Он глотает язык. Он на самом деле издает какой-то булькающий звук. Потому что я не девушка, а почти совсем лысый старик. Я тоже чуть не икаю. Потому что он мой старинный приятель.
А эта женщина – жена его сына. Я с ней знаком, но мельком.
– Привет, – говорит он. – Понимаешь, нам предстоит очень сложный и долгий разговор. Семейные финансово-имущественные проблемы, понимаешь? Поэтому мы с Дашей решили здесь, так сказать, в тишине и покое, всё разобрать. Посмотреть бумаги… Ты понимаешь?

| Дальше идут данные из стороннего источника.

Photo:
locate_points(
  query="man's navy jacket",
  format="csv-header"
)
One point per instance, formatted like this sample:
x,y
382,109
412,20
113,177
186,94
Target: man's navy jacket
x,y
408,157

Он показывает на портфель, который стоит на кресле.
– Да, да, конечно, – смиренно говорю я, встаю, подбираю свои веники и ершики, прохожу мимо него в комнату, подхожу к кровати, стаскиваю одеяло, простыню, наволочку.
– Ты что? – спрашивает он.
– Постель перестелить, – говорю я.
– С ума сошел? – вдруг орет он. – Ты что, мне не веришь?
– Положено, – говорю я.
– Что с тобой? – он продолжает орать. – Ты почему в лакеи записался?

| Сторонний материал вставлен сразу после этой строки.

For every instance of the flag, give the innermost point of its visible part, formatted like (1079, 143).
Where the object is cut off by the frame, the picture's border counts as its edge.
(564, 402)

– На всё воля Божья, – говорю я, как велел настоятель.
– Лучше бы ты у меня попросил денег! – кричит он. – Если совсем уж денег нет! Я бы тебе дал! А ты нанялся за мной следить!
– Чего-о-о? – теперь я ору в ответ. – Ты в своем уме? Ты кем себя считаешь? Да ведь он, – я обращаюсь к Даше, которая стоит, отвернувшись к окну, и по спине ее видно, что она душу черту бы продала, только бы не было этой позорной сцены, – да ведь он очень средний бизнесмен. Небольшой такой бизнючок! И чтобы я – вы знаете, кто я?! – стал за деньги за ним следить? Даша! Он просто псих! У него мания величия!

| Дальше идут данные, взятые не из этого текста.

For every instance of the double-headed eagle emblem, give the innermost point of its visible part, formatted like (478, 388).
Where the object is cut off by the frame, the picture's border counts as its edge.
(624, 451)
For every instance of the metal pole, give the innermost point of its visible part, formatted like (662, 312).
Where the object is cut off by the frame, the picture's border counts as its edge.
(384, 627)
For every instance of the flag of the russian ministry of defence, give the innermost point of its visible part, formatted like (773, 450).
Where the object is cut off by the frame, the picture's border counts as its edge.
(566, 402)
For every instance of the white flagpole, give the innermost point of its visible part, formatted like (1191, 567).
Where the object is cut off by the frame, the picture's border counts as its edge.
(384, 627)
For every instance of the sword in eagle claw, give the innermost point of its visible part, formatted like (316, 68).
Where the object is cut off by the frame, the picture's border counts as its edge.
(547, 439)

– Ладно, – вдруг соглашается он. – Но тогда скажи, что ты здесь делаешь?
– Я поступил в монастырь, – объясняю я. – Но душа моя изъедена грехом гордости, и мне назначено такое послушание. Меня могут узнать постояльцы. Мне надлежит смиренно вынести их вопросы, насмешки или обидную жалость.
– Врешь! – говорит он. – Даша, ты ему веришь? Ты ведь знаешь, кто он? Ты веришь, что этот богемный понтярщик может уйти в монастырь?
– И ты врешь, – отвечаю я. – Даша, откройте портфель вашего свекра и покажите эти семейные финансовые бумаги. Завещания, дарственные, выписки со счетов. Хотя бы издали.
Даша безвольно поворачивается и идет к портфелю.
– Стоп! – говорит мой приятель. – Не надо. Я тебе верю.
– Честно?
– Честно, честно, – он прижимает руку к сердцу. – А ты мне?
– И я тебе верю, – вздыхаю я. – Спаси Христос.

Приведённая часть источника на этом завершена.